Minister of Finance
- In office 1976–1979
- Monarch: Hussein of Jordan
- Prime Minister: Mudar Badran
- Preceded by: Salem Massadeh
- Succeeded by: Salem Massadeh

Personal details
- Born: 1927 As-Salt, Jordan
- Died: August 21, 2014
- Education: University of Texas (M)

= Mohammad Dabbas =

Jordanian politician (1927–2014)

Mohammad Abdul Razaq Dabbas (1927 – 21 August 2014) was a Jordanian politician. Dabbas was born in Salt. He studied economics at the University of Texas, receiving a master's degree. He also completed a study of administration of University of California.
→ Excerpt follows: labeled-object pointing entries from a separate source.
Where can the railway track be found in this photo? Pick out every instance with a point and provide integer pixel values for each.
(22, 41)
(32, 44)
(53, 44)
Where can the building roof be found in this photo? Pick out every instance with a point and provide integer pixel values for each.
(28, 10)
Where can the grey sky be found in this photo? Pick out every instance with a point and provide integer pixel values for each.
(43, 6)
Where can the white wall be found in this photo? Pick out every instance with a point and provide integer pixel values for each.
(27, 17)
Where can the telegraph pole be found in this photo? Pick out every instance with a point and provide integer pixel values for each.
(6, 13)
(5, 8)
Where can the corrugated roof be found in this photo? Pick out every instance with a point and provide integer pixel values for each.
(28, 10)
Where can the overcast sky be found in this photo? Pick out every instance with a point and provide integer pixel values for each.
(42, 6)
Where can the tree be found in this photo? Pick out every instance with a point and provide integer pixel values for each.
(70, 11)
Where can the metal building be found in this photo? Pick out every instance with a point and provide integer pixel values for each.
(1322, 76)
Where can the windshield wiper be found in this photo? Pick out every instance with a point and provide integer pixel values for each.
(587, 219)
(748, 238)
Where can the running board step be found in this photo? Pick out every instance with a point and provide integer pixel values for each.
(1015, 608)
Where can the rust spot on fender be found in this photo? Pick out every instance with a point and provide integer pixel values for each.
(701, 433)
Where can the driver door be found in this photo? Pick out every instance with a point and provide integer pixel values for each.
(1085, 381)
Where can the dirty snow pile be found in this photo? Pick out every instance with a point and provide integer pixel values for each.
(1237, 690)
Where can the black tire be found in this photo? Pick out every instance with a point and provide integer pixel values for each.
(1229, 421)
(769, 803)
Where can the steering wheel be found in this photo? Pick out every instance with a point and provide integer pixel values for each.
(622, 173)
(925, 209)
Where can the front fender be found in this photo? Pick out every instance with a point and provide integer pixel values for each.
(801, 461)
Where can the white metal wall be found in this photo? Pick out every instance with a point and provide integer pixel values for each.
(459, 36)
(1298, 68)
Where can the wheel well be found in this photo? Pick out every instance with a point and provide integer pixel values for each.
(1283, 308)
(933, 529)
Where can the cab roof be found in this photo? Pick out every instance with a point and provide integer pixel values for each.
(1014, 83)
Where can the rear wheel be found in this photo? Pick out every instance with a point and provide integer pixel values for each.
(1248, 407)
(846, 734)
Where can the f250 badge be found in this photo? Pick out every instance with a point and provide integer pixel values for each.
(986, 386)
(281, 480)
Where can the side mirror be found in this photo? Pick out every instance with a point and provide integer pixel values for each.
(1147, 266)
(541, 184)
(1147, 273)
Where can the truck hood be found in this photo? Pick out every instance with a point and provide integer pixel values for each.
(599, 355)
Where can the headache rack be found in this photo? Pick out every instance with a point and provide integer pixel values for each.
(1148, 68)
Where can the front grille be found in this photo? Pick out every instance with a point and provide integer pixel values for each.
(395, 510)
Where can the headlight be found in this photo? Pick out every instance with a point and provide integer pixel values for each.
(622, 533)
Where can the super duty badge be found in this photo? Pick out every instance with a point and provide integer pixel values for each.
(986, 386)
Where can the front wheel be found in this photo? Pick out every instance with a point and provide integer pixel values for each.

Dabbas returned to Jordan and worked amongst others as director general of the Income and Sales Tax Department and the State Budget Department. He later served as Minister of Finance between 1976 and 1979 in the government of Mudar Badran. During his time in office he was engaged in obtaining financial aid for Jordan. In 1979 he obtained funding from Libya, which had severed ties from Jordan from 1970, for the funding a fertiliser plant near Aqaba and a potash mine near the Dead Sea. For the 1980 fiscal year he expected that Jordan would continue to keep the same financial aid from Arab partners, while seeing a decline in US contributions.